The second reading from Hebrews (12:18-24 passim) really sets one thinking about how we view God and our response to Him. The author refers to how the Jews at first encountered God; it was a frightening experience of fire and terror; He was a mighty and powerful God and they were His. But the author then wants to tell them to leave this behind, because as followers of the Way of Jesus they now should see God differently; now they are approaching heaven, the ideal Jerusalem, where God’s Son, Jesus, has set up a new covenant – a new relationship with God – and the unbelievable is possible.
The gospel we have for today (Luke 14:7-14) introduces the context with verse 1: “On a Sabbath Jesus went to dine at the home of one of the leading Pharisees, and the people there were observing him carefully.” The Pharisees were like a sect; they were a section of the Jewish believers who were very keen on keeping all the rules and thereby gaining (earning and deserving) the blessing of God; and often, one might suspect, they looked down on the ordinary folk who lacked this – what they would call uprightness of piety. The Christians had, or should have had, a quite different attitude towards God and their acceptance by Him; they should feel unworthy even though leading good lives and should view any blessing (and salvation) as a gratuitous gift from God. Meals were an important social occasion for the host; at a meal he could make friends with the most influential people and show off the grandeur of his living; for those invited it was an opportunity to become closer to influential people and so progress in one’s standing in society.

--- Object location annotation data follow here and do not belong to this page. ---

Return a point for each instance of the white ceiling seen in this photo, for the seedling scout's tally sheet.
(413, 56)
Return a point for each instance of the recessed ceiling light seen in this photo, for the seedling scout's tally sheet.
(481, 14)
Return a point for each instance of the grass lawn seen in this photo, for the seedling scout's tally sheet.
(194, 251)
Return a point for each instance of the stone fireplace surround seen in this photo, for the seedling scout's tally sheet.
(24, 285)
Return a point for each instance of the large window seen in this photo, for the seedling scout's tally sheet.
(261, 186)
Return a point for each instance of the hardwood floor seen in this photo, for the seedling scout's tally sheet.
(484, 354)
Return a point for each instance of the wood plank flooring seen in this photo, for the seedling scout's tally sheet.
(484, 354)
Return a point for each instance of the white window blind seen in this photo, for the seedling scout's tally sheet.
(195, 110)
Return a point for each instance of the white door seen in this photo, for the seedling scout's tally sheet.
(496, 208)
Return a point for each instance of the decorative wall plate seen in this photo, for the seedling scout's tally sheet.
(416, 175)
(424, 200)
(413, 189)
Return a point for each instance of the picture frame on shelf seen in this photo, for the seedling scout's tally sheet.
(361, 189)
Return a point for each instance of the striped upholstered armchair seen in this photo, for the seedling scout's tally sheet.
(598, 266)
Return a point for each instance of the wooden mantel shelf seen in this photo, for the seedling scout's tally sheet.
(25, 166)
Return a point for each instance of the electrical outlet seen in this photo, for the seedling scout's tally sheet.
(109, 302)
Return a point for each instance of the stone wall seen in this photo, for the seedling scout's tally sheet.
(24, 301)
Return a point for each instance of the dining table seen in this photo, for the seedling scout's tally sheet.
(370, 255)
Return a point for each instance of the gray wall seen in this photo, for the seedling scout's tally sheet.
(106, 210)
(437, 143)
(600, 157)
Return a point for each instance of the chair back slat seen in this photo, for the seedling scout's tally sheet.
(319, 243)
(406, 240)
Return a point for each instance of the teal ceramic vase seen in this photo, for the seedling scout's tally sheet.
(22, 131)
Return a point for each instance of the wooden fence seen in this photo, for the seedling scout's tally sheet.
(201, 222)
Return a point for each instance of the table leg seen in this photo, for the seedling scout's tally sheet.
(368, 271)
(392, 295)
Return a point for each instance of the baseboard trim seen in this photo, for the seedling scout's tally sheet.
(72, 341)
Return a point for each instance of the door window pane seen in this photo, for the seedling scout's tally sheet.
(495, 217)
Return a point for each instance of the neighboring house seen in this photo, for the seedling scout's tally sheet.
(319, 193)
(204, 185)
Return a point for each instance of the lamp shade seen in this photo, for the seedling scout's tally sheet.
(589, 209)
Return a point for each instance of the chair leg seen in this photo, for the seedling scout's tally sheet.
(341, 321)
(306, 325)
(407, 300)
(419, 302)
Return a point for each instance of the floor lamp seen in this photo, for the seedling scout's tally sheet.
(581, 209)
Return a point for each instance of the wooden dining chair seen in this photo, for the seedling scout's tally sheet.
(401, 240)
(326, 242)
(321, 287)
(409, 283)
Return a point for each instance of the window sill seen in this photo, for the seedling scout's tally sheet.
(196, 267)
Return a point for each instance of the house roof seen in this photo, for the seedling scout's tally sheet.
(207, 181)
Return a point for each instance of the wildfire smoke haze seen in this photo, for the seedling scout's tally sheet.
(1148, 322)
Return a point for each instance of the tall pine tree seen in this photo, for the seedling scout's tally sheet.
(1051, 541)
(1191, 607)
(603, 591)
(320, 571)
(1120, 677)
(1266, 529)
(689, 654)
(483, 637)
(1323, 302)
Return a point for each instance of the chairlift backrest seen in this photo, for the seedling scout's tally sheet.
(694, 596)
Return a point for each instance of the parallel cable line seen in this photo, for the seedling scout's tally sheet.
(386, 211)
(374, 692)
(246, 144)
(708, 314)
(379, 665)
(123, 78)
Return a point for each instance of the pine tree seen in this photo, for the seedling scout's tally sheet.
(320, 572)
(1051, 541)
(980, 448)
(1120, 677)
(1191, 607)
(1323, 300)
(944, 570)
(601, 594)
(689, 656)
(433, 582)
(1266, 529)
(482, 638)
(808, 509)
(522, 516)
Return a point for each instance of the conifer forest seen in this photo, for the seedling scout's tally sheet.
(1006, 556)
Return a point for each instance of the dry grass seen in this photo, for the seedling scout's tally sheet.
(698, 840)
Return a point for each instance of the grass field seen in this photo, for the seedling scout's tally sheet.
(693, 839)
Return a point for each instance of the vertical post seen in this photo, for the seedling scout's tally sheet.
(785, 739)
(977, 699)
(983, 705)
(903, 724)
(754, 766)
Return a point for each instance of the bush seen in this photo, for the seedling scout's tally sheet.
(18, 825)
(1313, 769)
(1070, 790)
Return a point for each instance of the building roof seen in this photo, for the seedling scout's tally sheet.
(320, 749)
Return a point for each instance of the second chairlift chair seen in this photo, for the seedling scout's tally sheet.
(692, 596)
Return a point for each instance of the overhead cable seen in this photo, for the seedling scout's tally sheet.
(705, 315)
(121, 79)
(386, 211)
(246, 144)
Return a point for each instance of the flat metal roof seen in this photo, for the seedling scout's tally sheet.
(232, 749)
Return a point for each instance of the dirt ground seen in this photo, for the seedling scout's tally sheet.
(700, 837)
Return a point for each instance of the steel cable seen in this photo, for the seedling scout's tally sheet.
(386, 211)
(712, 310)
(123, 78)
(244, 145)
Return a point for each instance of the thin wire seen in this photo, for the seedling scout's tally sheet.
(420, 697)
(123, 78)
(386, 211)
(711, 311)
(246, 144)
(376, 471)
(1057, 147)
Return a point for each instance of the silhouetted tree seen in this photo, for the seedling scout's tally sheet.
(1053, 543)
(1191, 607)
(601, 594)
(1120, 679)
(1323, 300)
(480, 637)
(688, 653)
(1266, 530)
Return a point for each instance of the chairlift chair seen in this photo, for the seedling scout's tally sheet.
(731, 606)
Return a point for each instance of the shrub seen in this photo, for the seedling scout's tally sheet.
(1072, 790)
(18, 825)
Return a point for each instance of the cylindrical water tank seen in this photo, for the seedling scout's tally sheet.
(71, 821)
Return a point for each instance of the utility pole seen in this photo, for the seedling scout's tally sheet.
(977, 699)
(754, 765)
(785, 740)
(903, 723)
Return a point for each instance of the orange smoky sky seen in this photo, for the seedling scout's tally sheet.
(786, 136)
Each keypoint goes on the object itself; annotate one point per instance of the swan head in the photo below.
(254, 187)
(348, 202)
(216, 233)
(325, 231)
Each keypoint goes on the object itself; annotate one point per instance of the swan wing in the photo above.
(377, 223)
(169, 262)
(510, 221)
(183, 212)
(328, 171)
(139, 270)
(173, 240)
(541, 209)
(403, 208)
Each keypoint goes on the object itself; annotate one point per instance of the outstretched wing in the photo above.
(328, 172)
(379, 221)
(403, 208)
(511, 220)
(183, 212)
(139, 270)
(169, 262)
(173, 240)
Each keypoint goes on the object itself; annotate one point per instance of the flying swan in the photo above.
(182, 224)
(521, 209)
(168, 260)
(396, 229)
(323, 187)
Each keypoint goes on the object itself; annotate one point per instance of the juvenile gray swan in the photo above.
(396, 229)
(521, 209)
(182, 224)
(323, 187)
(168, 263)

The most interesting thing is that today’s gospel reading makes these social customs into a parable; a parable is something that points to something else which works in a parallel way; the account about meal etiquette then becomes about our relationship with God and the religious way we should live; because of our humility we should not expect reward although we believe in the grace of God. So here, as in the passage from Hebrews in the second reading, the message is about the contrast between one way of life and the way it should be for Christians, whose righteousness comes from God and for whom self-righteousness, as of the Pharisees, is not the way forward: you cannot deserve or earn salvation and God’s love.